Data inside code

Long time no post… oops… ho hum…

I recently came across some old Z80 code (I have access to extremely little of any of my old Z80 code) and found this little trick… This is one way to annoy automatic disassemblers by the way…

00490 CALL DMESS
00500 DEFB 14,2
00510 DEFM “PRESS SPAC”
00520 DEFM “E TO CONTI”
00530 DEFM “NUE…..”
00540 DEFB 0
00550 LD HL,MHELLO
00560 LD (MPOS),HL
00570 CALL CRAWL

So what is the old code trick? So basically the trick is calling a subroutine (DMESS in this case) and putting the data it needs directly after the call, followed by more code. A disassembler would try to decode the data as code, and make a mess.

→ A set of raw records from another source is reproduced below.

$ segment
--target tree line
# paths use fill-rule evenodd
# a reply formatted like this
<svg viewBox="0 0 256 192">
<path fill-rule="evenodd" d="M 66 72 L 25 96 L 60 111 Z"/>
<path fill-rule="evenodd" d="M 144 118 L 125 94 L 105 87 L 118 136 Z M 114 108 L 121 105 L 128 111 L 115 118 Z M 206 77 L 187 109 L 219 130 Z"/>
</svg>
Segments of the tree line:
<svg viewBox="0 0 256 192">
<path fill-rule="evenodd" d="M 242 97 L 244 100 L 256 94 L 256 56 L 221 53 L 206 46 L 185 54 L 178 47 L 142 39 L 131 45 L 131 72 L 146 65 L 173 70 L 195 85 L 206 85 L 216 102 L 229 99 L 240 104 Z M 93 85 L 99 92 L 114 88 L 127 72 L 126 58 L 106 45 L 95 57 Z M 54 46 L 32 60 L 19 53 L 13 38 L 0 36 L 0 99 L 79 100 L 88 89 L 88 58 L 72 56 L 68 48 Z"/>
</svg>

In this case the DMESS routine pulls the “return address” the Z80 would normally use when the routine was done, takes two bytes as co-ordinates and then a string of characters to print on screen until it find a zero byte, then pushes the address of the byte after the zero as the new return address as the last thing it does. Voila! Data inside code!

The last two instructions in the DMESS routine are “PUSH HL” and “RET”. Pretty much any time these two instructions are found together in that order there is some sort of programming trick going on.

P.S. The code looks a little bit odd here, particularly the broken words in the message but there is a reason. I always used to code using tools on the machine itself, a ZX Spectrum in this case with a 32 column display. The space between the line number and instructions and assembler directives has been swallowed but the source was set with maximum 30 character lines.